Where To Begin In Creating A Connected Health Environment

By Susmit Pal, healthcare strategist, Healthcare & Life Sciences, Dell EMC
A connected health environment joins doctors to data, patients to healthcare providers, and practices to networks — all with the objective of delivering better health outcomes and more integrated care. Connected health is more than just wearable devices or one-on-one telehealth consults over distance. It is a web of intelligent communication and actionable information sharing, enabled by a fabric of technology in which people, processes, and devices are all capable of working together.
While the goal of connected health is one health systems, clinicians and administrators share, the steps to achieving that goal can be overwhelming to most facilities that are already struggling with stretched resources and tight budgets. New laws and reimbursement requirements, security and liability issues, integration and interoperability standards, and mountains of data coming in can make even the most stalwart advocate wonder if such a goal is achievable.
The good news is there are some incremental steps healthcare organizations can take to start down the path toward a connected healthcare environment — some of which can be done quickly and with minimal investment. Namely:
- Start small. Take stock of which technologies are in place and build out. According to a recent HIMSS 2016 Connected Health Survey, 52 percent of hospitals currently use three or more connected health technologies. For example, a hospital may have smart beds that detect when beds are occupied, but they are not using that real-time data to improve bed utilization and staff productivity.
- Analyze existing data pools and look for gaps and opportunities. Start by assembling a cross-functional team of key stakeholders to help identify where a small investment will yield measurable payback. Together, take a holistic look at existing technology environments and what data is being collected. Examine the system for gaps. Ask what data is missing. Identify sources for the data, who will be involved and how they will use the data. Consider the type of insights data could provide to help maximize existing resources. Using the smart bed illustration, let us assume a team uncovers data collected from the beds help reveal bed turnover rates from the highest volume departments. A system is then set up specific to those departments whereby an automated alert goes out to Housekeeping upon patient discharge. Not only are beds made available much more quickly, improving the hospital’s occupancy rate, but communication between Housekeeping and clinical staff improves and patient satisfaction increases due to lower wait times.

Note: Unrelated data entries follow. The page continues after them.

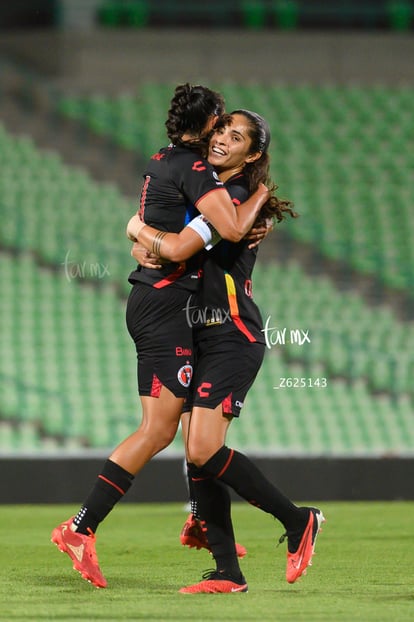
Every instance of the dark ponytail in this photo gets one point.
(258, 171)
(190, 109)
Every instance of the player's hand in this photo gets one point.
(145, 258)
(259, 232)
(134, 226)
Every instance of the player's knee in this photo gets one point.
(199, 453)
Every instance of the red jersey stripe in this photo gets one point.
(171, 277)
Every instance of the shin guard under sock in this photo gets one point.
(213, 502)
(241, 474)
(111, 485)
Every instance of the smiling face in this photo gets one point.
(230, 147)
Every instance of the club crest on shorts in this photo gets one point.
(184, 375)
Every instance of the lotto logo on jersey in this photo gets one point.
(184, 375)
(199, 166)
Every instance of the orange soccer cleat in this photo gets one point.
(81, 550)
(301, 545)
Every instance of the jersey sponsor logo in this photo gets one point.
(199, 166)
(184, 375)
(248, 288)
(201, 390)
(179, 351)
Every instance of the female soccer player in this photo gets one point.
(176, 177)
(229, 351)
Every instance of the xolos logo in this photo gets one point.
(198, 166)
(201, 389)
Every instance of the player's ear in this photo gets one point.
(253, 157)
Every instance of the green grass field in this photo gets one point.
(362, 570)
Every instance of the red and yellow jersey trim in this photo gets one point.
(234, 307)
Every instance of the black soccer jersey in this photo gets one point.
(175, 180)
(225, 302)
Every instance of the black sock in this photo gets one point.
(236, 470)
(213, 502)
(191, 494)
(110, 487)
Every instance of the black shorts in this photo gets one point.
(225, 369)
(157, 322)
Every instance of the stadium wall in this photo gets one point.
(109, 60)
(68, 480)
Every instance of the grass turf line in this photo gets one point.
(362, 569)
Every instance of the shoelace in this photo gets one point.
(282, 539)
(90, 547)
(210, 574)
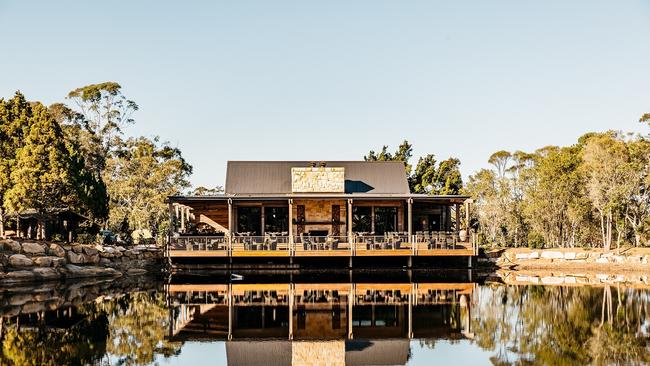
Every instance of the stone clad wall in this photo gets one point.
(39, 261)
(320, 211)
(318, 180)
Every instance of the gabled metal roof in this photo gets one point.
(274, 177)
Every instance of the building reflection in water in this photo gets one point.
(356, 323)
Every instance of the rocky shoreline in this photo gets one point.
(34, 261)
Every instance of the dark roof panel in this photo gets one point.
(274, 177)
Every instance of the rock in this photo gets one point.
(582, 255)
(57, 262)
(46, 261)
(570, 256)
(57, 250)
(19, 299)
(19, 260)
(92, 259)
(46, 273)
(33, 307)
(10, 245)
(33, 248)
(618, 258)
(18, 276)
(72, 271)
(136, 271)
(75, 258)
(552, 255)
(90, 250)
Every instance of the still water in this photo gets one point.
(371, 318)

- Access security practices. Health organizations must think security first, last, and always. What are the data governance and security requirements? What users, applications, and devices will have access, and how will authentication and validation be managed? Security experts can help address these questions and recommend solutions and best practices, first with a review of existing security practices, then by assessing the impact of potential new solutions. They can guide health organizations design and then later deploy a multifaceted security approach with identity management, access management, encryption, proactive security analytics, and network security.
- Leverage partner relationships. Healthcare organizations should collaborate to create a Connected Health ecosystem, rather than trying to do it all. In addition to leveraging open standards-based, vendor-neutral architectural frameworks to connect with best-in-class healthcare solutions, organizations should look for technology partners with first-hand experience converging healthcare information technology and IoT, security, networking, and information management. Partners with relevant experience in other industries can also serve as models for healthcare organization and help save time, effort, and money. For example, data repositories in manufacturing might serve as a model for a patient-centric data repository or retailers keepings transactions secure in wireless environments can highlight best security practices and network deployments.
Although the path to connected health may sometimes seem complex, the goal is attainable and beneficial to healthcare systems, physicians, and patients and their families. By employing existing resources, people, data and networked devices, any healthcare organization can begin to move toward a connected health environment.